We’ve walked in a circle now, so turn towards the direction that Juniper Berry is in and we’ll continue towards the shopping district. Along the wall behind you are arches that have been blocked up, shop fronts of traders. And, although you can’t see it unless you pay to look around the Tudor House I spoke off, there is a Norman house, too.
When you reach the shopping district there is a tower with steps you can use to walk along the top. The Bargate (the photograph at the top of this post) stands in the centre of the street, the entrance to the castle which now marks the end of the main shopping district and the start of a line of smaller shops and restaurants. The room in the Bargate is used as an art gallery, open to the public.

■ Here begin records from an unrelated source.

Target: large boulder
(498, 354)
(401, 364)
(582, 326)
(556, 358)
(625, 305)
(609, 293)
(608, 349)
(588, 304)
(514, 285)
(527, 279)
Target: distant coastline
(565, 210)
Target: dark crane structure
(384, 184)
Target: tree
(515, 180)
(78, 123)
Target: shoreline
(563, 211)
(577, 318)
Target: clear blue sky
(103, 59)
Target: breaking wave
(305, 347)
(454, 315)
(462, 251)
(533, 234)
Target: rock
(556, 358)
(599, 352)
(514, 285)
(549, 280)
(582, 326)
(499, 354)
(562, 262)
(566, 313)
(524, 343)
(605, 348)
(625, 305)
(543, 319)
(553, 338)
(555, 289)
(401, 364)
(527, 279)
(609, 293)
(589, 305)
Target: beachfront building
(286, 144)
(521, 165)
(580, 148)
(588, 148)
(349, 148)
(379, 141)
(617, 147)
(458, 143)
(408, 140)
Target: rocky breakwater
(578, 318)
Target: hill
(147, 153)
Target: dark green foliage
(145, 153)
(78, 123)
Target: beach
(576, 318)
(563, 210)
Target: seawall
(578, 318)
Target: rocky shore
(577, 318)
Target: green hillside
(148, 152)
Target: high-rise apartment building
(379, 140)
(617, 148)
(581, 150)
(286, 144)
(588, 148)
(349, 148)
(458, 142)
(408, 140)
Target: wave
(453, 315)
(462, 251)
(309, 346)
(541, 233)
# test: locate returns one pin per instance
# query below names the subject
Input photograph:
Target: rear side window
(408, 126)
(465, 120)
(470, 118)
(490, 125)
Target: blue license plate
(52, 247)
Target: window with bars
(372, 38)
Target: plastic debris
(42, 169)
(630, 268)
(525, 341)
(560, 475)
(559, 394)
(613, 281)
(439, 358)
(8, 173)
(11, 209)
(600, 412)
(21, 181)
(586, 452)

The Bargate does not end our journey – however only the most persistent explorer will realise this, and I wasn’t one until the last moment. Down an alleyway and in line with the Bargate but hidden behind shops is York Gate, the last of the remains of the east side of the north wall. Conveniently nestled in-between a break in the wall is an entrance to a rather desolate shopping centre. The walls of the castle here cover up some unsightly electrical hubs. Truly history has aided the future.

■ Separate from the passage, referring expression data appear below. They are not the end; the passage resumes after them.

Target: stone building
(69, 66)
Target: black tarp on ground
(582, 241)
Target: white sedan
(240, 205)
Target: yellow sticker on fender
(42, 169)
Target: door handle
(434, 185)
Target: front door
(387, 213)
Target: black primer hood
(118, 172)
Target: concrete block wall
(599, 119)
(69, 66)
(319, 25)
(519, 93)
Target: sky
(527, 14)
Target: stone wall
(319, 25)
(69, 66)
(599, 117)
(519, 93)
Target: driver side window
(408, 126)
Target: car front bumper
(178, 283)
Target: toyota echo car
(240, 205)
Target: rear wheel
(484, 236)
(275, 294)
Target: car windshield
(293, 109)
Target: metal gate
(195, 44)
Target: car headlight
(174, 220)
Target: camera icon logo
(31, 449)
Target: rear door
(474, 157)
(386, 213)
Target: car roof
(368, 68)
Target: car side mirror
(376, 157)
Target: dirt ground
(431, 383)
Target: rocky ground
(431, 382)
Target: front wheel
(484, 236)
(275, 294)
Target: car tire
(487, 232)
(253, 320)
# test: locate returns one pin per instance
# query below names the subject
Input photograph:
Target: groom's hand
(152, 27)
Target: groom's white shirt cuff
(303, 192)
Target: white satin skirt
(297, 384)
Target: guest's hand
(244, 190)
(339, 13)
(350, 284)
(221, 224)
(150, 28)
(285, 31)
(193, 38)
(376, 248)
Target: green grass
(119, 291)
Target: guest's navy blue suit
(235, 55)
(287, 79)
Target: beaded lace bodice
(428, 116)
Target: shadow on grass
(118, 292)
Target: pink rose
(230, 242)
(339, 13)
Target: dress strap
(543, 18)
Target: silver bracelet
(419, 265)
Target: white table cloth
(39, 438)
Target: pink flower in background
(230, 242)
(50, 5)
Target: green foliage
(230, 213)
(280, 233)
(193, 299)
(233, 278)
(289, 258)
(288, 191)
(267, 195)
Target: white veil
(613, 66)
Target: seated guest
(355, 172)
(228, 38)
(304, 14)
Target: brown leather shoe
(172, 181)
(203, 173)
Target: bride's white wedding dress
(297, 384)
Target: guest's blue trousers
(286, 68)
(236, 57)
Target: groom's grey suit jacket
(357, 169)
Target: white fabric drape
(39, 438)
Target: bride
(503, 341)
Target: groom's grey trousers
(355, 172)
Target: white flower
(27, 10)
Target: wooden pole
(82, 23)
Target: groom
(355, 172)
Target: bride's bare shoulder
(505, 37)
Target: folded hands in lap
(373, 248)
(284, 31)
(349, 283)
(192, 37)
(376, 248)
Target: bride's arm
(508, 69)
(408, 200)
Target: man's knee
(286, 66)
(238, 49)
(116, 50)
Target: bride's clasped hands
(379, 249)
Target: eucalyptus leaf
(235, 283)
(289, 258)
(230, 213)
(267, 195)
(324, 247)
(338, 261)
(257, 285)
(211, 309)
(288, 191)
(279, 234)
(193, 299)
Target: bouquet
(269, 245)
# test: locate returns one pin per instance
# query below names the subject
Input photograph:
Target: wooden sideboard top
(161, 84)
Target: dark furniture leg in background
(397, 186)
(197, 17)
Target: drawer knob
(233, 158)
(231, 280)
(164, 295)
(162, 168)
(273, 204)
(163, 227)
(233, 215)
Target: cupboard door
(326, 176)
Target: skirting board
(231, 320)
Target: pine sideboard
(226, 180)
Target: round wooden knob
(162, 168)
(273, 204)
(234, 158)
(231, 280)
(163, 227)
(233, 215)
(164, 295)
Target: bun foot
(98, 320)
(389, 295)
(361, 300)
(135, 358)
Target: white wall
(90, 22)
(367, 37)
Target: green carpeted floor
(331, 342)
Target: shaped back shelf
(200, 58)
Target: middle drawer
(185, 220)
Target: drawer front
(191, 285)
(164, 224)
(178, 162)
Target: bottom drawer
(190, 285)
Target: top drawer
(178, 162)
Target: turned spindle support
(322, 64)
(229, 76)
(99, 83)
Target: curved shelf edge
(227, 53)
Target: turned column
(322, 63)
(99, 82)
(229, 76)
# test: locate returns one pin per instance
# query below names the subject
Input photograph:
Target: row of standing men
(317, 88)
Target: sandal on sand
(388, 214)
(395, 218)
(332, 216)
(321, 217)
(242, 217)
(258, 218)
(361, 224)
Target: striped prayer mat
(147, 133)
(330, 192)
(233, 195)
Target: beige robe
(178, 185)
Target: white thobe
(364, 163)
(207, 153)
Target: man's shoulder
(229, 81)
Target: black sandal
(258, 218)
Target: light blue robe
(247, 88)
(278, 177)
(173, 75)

And that ends our tour of the castle. If you wish you can tour the roads around that tower with the stairs, but it’s not particularly interesting. What is interesting is that the Bargate is a sort of accidental marker for the most haunted part of the city – interesting because the ghosts came long after the castle fell into disuse. The castle area plays host to many; a medieval pub boasts 22 of them. The pub was the setting for a council and welcomed Henry V to its rooms.

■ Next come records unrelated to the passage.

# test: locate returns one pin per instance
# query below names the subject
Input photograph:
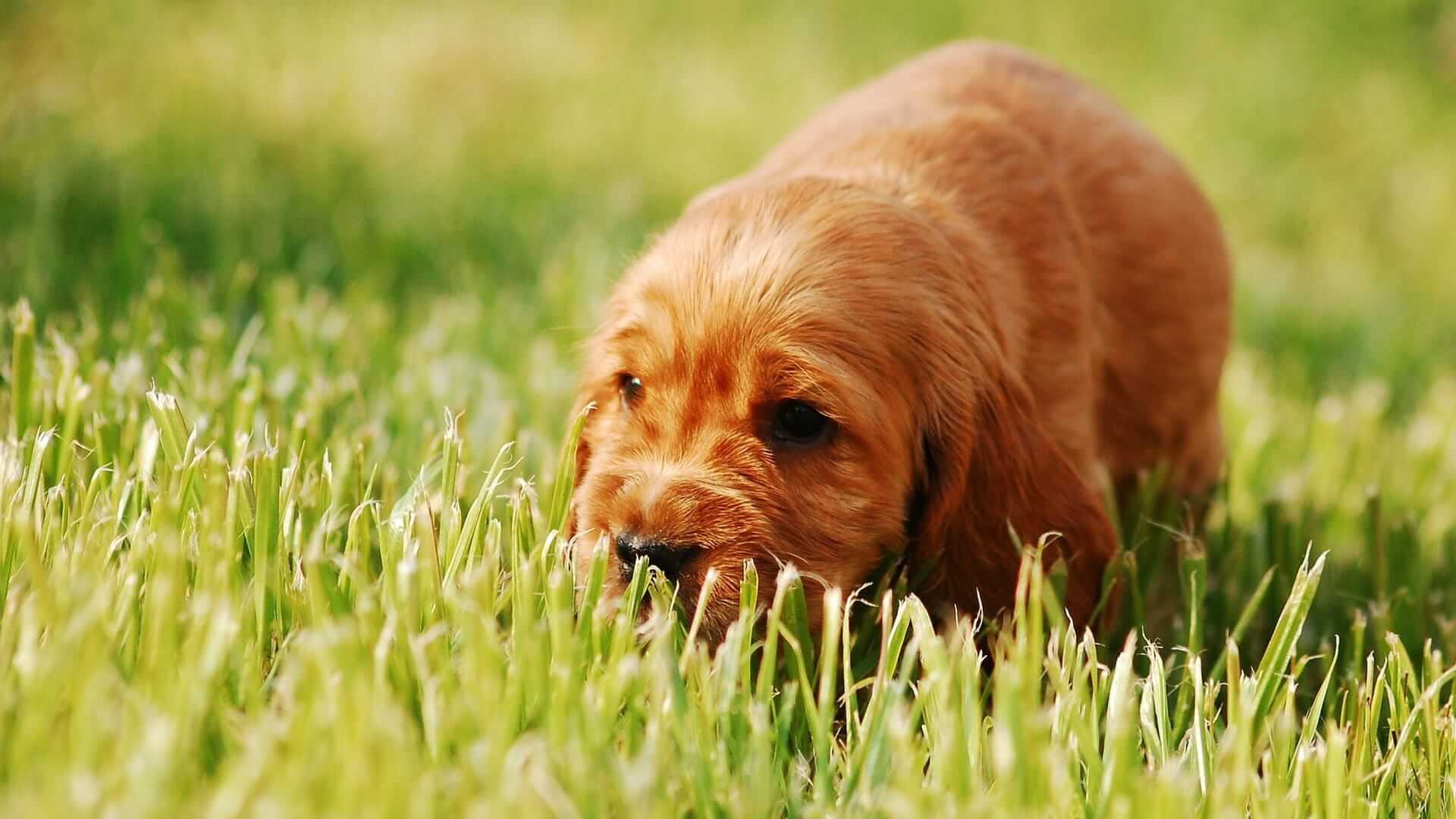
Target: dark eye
(795, 422)
(631, 388)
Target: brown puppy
(963, 297)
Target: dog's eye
(631, 388)
(795, 422)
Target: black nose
(666, 556)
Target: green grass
(281, 283)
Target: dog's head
(808, 373)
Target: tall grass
(213, 608)
(287, 306)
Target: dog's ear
(990, 468)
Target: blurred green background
(498, 152)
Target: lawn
(290, 302)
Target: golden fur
(1001, 290)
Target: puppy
(960, 302)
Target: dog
(963, 302)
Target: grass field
(290, 305)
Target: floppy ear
(990, 465)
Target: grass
(287, 347)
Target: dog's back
(1116, 283)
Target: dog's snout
(666, 556)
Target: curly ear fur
(993, 471)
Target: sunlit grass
(289, 300)
(224, 602)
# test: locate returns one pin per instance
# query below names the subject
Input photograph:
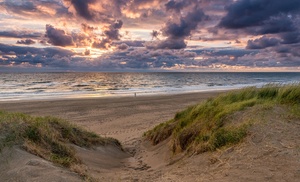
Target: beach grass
(213, 124)
(48, 137)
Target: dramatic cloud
(262, 43)
(111, 33)
(20, 34)
(150, 34)
(58, 37)
(26, 42)
(177, 31)
(82, 8)
(247, 13)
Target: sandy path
(270, 152)
(126, 119)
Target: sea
(45, 86)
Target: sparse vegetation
(209, 125)
(48, 137)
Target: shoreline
(123, 118)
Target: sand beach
(126, 119)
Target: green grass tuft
(47, 137)
(208, 125)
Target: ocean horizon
(61, 85)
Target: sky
(149, 35)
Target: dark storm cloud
(166, 44)
(131, 43)
(111, 33)
(247, 13)
(35, 8)
(291, 37)
(275, 25)
(186, 24)
(82, 8)
(19, 7)
(47, 57)
(87, 29)
(177, 31)
(48, 52)
(26, 42)
(262, 43)
(58, 37)
(176, 6)
(20, 34)
(123, 46)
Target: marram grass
(48, 137)
(209, 126)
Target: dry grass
(48, 137)
(209, 126)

One can’t say that a visit to Southampton Castle is particularly entertaining or memorable; indeed one can’t really say they’ve “visited” the castle at all, caught up as it is with the modern buildings. But for the historian prepared for disappointment, or the obsessed Jane Austen fan, it is perhaps worth it.
I am that historian, and yet aside from the added history that came with the city in general, for example The Titanic, I cannot say it was worth it. In regards to the castle alone I’m very glad to be able to tick it off my list and move on. History it may have but it is lacking.
And the country thought so too. It was abandoned by the 1400s.
The rest of my photos. If you want to see them full size, right click and open them in a new window/tab.
January 30, 2013, 1:47 am
What gorgeous photos! You are making me miss England so much.
January 30, 2013, 9:19 pm
I love when you do these posts! Please keep them up :-) I really want to live in a cozy old house one day – I love them.
January 31, 2013, 1:51 pm
I am really impressed with your dedication to search out all the parts of Southampton Castle that survive, and you’ve taken some wonderful photographs. My mother lives on the south coast and we often pop into Southampton to go shopping in West Quay. I have never ventured much further meaning I have only ever seen Bargate.
February 3, 2013, 11:07 pm
Jenny: Thank you! I apologise for making you miss it – I know what that’s like (with other countries of course). That said, maybe it will spur you to return when you can?
Aarti: Thank you! This is the last of the ones I have written, though I’ve about three/four more collections of photos ready. Just awaiting the inspiration to write them.
Jessica: I just hope I did get them all! There was one other section I didn’t add, however I’m not sure it counts or not and unfortunately I can’t go back to get a picture (God’s Tower I think it is). Most of the shops are in front of the Bargate so you didn’t miss much :)
February 4, 2013, 8:57 pm
How interesting — thank you for the tour! Austen does seem to get around, doesn’t she? Everyone proclaims to have a little piece of her! Definitely need to plan another visit to England soon.